Hi Karl, Some random notes that I hope might help. (im not a Open CL programmer so maybe someone else can help more)
Each CU 64K vgprs (aka 256KB) and this is shared between 4 sets(at the minimum) of 64 threads so that leaves 256/thread. Another way to look at it is you have 256KB / 4 bytes_per_reg = 64K vgprs. 64K vgprs/ 4 wavefronts = 16K vgprs per wavefront. 16K vgprs/ 64 threads = 256 regs. (also 256 vgprs/thread is the hardware the limit)
With that said, I am note sure how "two uint16" fit in vgprs because that would be 1024 regs( 2X512). Also vgprs cannot always be accessed via index so maybe this array is in shared memory. (32KB max)

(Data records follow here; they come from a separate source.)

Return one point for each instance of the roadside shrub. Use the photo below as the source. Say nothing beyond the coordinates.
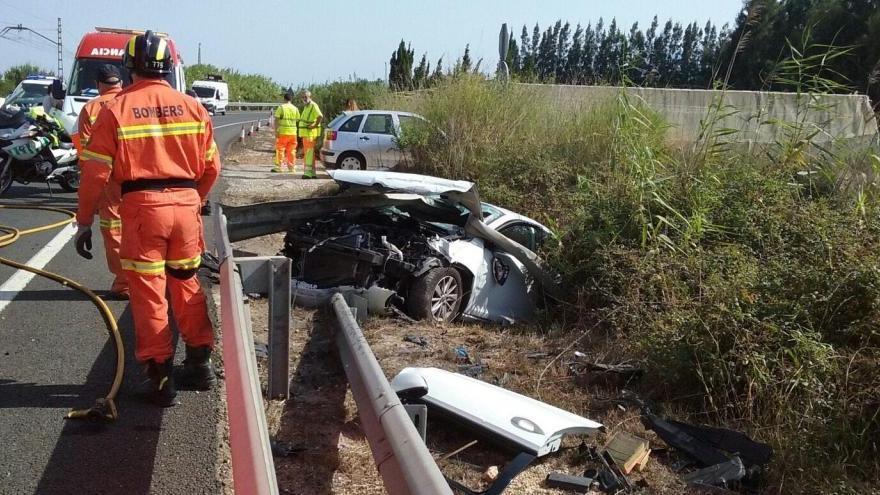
(746, 280)
(332, 96)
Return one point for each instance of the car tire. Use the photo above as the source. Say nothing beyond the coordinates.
(351, 160)
(437, 295)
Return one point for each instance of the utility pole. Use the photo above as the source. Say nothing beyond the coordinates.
(57, 43)
(60, 60)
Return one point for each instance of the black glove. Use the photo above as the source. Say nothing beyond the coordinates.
(84, 242)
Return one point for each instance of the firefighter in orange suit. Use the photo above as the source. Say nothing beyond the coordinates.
(109, 85)
(158, 145)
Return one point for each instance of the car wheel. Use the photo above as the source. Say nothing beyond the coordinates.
(351, 161)
(436, 295)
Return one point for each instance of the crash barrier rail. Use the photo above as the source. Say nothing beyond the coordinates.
(253, 469)
(271, 275)
(399, 451)
(243, 105)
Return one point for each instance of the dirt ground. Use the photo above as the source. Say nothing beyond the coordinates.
(320, 419)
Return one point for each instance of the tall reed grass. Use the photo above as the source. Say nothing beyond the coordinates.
(749, 279)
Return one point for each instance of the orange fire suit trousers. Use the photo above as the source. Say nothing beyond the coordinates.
(161, 239)
(309, 156)
(111, 231)
(285, 148)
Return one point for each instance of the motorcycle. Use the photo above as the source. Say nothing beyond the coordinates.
(36, 148)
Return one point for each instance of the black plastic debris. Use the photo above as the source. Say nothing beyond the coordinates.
(717, 475)
(281, 449)
(568, 482)
(473, 370)
(416, 339)
(751, 452)
(725, 455)
(261, 350)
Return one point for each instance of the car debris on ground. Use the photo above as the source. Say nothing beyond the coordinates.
(527, 426)
(417, 340)
(440, 251)
(628, 451)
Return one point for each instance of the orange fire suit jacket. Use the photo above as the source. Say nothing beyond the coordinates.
(149, 131)
(89, 114)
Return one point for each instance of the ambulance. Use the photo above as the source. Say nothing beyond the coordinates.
(106, 46)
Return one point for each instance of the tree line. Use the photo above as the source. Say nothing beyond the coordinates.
(694, 55)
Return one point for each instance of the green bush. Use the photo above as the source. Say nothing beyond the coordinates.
(332, 96)
(242, 87)
(734, 276)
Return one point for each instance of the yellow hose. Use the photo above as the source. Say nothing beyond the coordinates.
(105, 407)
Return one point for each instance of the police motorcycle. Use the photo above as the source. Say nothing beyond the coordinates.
(35, 147)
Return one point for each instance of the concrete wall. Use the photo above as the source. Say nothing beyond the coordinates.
(847, 117)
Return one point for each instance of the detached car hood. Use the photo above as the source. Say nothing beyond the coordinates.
(369, 189)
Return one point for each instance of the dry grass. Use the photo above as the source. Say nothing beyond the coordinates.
(321, 416)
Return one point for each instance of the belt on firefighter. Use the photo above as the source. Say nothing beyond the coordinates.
(156, 184)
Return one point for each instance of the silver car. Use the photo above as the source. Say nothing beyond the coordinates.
(366, 140)
(415, 236)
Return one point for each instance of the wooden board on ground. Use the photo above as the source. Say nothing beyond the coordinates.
(628, 451)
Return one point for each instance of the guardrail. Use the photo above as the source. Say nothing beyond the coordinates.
(398, 448)
(243, 105)
(253, 469)
(401, 455)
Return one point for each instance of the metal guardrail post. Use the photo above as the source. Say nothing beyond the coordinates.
(271, 275)
(401, 456)
(253, 468)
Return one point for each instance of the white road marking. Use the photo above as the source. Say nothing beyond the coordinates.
(19, 280)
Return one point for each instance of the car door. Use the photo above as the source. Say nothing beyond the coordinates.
(405, 121)
(376, 141)
(347, 136)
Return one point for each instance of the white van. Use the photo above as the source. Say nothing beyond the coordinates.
(213, 93)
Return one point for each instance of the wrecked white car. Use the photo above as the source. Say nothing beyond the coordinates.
(430, 244)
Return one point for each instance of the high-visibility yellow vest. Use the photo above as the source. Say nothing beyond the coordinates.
(286, 117)
(307, 117)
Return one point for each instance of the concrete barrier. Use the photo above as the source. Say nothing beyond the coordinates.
(752, 113)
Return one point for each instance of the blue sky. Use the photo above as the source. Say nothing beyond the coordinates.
(298, 42)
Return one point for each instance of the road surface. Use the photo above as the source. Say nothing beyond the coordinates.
(55, 355)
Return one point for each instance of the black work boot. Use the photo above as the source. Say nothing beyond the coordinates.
(198, 372)
(162, 391)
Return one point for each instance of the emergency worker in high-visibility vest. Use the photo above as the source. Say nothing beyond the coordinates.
(286, 118)
(309, 129)
(158, 145)
(109, 85)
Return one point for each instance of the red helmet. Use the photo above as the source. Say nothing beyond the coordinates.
(149, 55)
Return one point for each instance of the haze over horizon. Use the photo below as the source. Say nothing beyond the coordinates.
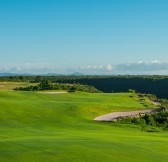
(86, 36)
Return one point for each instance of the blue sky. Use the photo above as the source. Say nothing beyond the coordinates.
(90, 36)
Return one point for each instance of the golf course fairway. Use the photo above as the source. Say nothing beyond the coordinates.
(60, 128)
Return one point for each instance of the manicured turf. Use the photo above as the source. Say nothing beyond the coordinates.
(60, 127)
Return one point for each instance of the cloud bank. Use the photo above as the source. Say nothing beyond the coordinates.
(137, 68)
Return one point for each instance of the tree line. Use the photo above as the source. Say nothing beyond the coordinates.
(157, 85)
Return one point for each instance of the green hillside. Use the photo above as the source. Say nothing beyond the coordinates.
(60, 127)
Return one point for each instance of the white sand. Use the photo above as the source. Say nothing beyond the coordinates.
(61, 92)
(116, 115)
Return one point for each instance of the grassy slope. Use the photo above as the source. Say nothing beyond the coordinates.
(44, 127)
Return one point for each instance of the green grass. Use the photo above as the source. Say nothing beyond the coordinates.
(60, 127)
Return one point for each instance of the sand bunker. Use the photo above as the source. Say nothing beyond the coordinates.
(61, 92)
(118, 115)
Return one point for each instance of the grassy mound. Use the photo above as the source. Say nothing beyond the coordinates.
(60, 127)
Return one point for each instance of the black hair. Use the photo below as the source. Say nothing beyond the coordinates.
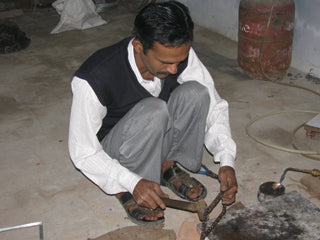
(168, 23)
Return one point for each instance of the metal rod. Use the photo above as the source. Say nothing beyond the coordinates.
(26, 226)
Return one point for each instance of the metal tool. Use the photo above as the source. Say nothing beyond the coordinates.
(208, 172)
(196, 207)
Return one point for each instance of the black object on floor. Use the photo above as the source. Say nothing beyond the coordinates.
(12, 39)
(287, 217)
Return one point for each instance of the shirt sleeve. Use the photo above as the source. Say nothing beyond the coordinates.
(85, 150)
(218, 139)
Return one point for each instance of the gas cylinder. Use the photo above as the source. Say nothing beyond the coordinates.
(265, 37)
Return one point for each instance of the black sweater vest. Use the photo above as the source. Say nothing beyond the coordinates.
(109, 73)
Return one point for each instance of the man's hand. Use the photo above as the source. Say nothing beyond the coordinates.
(228, 184)
(148, 194)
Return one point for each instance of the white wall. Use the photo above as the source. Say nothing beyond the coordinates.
(222, 17)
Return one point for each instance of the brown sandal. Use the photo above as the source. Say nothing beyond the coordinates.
(173, 175)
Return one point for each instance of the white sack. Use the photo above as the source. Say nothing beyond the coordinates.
(76, 14)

Performance note: using 92 vgprs will probably not result in good performance. This will only fit 10 wavefronts/CU so it will not be able to hide latencies very well. Its best to have 16-32 wavefronts in most situations. Using anything over 128 vgprs will always hurt performance. If your code has lots of main memory access or is a large kernel. Its best to keep it 64 or less if possible.
thank you for your answer. i use now __global mem (as i need 128KB per Thread) and try to hide latency via parallel execution of wavefronts (don't know if i got the terminology right). Anyhow the opencl compiler does pretty much what he wants, is not predictable and uses way to many vgprs... but i guess i will find my way somehow.